Lakemba is represented in the Legislative Assembly (lower house) by the premier, Morris Iemma. This is Iemma's first election. He came to his position after the previous premier resigned. Opinion polls show Labor (Iemma's party) in the lead. The opposition Liberal Party (actually it's a misnomer because they are conservatives) has been out of power for 12 years but despite that the polls show them trailing the Labor Party.

At the polling station (see picture) several party representatives are visible handing out how-to-vote cards. No Greens representative, unfortunately.


The polling slip for the Legislative Assembly is a slim piece of yellow paper that you could fold once and put in your pocket. For the Legislative Council (upper house), however, the polling slip is a huge sheet of white paper.

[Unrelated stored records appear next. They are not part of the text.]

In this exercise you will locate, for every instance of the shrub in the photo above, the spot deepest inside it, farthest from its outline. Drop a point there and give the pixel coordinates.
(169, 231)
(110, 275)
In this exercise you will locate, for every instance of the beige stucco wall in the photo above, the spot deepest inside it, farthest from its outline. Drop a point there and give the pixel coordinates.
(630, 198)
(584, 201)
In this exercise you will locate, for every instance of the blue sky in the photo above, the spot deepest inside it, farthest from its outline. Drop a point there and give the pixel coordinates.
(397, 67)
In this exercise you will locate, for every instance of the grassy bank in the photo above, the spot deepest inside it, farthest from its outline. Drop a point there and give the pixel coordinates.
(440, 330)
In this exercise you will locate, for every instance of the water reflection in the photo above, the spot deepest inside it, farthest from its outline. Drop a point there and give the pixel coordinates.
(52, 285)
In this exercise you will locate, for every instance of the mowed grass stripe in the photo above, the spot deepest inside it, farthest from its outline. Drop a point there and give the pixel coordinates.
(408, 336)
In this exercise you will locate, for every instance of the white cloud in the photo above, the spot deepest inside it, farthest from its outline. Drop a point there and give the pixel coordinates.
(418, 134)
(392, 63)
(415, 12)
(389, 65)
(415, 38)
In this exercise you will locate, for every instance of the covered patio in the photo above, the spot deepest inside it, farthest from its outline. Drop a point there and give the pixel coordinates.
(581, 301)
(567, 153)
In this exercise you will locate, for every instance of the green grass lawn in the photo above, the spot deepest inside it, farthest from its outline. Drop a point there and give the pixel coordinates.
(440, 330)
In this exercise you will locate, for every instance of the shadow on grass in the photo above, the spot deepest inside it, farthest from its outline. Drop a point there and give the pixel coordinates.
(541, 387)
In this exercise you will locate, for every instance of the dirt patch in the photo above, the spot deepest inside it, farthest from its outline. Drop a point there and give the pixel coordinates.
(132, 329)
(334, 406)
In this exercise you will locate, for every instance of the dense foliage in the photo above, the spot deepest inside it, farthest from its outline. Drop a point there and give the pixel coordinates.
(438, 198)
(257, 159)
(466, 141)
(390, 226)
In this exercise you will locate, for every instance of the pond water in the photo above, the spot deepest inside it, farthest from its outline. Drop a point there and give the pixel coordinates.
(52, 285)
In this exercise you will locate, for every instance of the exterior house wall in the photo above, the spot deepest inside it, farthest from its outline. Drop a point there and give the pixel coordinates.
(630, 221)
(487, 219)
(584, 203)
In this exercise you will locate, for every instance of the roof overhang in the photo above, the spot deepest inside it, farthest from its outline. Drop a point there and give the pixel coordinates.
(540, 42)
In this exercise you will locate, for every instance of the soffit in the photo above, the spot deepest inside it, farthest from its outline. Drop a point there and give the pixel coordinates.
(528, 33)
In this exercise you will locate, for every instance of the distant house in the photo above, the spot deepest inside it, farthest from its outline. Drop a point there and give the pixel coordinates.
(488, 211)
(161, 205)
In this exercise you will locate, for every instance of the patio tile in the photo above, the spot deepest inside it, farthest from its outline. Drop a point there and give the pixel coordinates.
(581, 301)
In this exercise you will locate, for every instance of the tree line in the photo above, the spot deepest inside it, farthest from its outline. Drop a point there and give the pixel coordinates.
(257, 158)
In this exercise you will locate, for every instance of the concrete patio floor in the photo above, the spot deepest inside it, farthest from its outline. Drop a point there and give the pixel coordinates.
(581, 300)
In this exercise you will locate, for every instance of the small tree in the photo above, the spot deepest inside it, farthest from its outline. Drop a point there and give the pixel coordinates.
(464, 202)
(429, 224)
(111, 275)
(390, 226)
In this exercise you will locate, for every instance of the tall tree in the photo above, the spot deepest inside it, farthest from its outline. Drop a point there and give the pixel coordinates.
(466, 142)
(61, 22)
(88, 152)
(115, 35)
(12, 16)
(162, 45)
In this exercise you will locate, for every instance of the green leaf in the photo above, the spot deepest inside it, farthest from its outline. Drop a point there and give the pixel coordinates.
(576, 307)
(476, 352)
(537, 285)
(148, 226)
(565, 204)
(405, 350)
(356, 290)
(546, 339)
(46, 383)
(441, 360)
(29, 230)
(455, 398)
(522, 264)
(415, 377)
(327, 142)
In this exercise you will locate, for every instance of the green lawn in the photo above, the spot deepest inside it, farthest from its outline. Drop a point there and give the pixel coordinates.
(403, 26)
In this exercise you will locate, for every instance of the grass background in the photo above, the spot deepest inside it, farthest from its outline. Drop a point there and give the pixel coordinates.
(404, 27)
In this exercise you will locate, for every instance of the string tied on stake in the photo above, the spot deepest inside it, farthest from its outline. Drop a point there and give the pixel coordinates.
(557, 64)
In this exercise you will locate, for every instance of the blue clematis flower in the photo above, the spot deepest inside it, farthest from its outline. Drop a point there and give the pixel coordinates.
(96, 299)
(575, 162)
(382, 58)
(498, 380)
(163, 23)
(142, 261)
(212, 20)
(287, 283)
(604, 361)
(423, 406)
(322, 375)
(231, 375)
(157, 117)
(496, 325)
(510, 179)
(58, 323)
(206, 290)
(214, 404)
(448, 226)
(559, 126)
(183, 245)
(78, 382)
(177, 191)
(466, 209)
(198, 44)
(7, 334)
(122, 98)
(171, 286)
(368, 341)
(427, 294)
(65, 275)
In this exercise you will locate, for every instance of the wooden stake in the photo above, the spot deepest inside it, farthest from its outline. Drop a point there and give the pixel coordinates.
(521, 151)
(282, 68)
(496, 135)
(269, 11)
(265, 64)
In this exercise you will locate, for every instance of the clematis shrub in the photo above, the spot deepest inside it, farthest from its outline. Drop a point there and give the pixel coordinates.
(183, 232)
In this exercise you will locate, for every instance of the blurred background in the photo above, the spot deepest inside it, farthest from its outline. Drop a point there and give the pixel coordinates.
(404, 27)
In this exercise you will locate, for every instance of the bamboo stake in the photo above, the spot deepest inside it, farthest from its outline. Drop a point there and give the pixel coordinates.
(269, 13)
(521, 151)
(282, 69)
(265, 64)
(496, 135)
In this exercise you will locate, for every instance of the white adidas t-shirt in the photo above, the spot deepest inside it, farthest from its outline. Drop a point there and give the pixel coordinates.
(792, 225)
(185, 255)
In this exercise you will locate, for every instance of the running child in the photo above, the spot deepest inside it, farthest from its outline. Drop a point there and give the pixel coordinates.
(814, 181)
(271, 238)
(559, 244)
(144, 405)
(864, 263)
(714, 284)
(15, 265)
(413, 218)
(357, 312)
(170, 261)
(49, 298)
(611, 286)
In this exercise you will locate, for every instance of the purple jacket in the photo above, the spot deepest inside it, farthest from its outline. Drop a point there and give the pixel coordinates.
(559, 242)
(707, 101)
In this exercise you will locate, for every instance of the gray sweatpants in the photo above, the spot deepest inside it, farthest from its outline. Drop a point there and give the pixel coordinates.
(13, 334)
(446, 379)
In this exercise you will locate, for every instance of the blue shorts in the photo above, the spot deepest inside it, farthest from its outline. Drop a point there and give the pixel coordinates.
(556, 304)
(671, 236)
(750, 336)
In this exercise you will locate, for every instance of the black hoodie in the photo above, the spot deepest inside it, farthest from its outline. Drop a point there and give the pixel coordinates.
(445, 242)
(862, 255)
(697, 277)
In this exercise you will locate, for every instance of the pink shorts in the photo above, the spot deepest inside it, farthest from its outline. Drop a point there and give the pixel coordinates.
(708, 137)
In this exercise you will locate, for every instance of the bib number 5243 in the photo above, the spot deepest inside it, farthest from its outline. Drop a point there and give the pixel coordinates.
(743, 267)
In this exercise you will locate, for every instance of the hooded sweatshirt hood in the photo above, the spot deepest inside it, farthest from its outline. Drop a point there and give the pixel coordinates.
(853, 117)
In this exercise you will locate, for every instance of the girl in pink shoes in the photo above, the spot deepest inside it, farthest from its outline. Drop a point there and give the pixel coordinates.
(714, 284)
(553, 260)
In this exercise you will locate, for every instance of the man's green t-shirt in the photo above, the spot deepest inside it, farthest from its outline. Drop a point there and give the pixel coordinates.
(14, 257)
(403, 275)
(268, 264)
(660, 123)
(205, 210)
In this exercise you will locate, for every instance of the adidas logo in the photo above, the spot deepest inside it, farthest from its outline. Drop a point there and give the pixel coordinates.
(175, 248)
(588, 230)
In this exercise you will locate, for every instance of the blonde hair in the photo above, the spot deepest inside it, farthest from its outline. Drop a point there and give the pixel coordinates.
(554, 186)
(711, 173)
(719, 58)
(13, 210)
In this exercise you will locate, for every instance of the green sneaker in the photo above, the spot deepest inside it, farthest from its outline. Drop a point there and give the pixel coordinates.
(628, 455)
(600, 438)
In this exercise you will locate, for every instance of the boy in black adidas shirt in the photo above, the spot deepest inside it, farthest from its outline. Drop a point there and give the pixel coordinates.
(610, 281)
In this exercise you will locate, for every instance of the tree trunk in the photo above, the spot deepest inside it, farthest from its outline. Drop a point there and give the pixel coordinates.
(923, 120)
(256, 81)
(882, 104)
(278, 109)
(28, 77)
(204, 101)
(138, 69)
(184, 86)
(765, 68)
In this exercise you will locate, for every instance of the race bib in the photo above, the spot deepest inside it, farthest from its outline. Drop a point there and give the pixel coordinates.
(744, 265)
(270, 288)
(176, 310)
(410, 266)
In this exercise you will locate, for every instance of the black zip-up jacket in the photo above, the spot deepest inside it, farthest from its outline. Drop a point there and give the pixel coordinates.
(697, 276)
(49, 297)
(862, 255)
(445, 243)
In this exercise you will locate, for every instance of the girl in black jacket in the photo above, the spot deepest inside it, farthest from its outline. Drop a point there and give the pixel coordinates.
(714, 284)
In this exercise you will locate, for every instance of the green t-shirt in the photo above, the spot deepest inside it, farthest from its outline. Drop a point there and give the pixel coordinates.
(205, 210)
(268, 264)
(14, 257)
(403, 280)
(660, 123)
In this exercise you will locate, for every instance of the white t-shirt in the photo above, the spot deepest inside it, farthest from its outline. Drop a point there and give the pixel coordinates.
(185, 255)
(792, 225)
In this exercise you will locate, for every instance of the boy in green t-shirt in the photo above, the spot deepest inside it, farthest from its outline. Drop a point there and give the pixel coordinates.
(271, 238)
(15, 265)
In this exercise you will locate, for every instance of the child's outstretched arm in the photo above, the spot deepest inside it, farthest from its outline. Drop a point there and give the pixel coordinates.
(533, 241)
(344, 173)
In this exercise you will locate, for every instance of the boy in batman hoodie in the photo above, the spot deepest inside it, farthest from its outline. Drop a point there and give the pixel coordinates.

There are two ways to select members of the Legislative Council. You can either place a number in the box 'above the line' (to select a political party) or you can choose instead to vote for individual candidates by putting numbers in the great number of boxes located 'below the line'.

I chose to select a political party by putting numbers in the boxes 'above the line'.

Polling stations opened at 8am and will close at 6pm. Tonight there will be election coverage on TV. I will be able to view it on my new, wide-screen digital LCD unit because today there's a team of technicians installing a digital aerial on our apartment block.

Watching election results come in from the hundreds of polling stations around the state is fascinating.

New South Wales is one of the oldest democratic entities in the world, with a Legislative Council, having been established in 1825, opened partially to elected representation in 1842.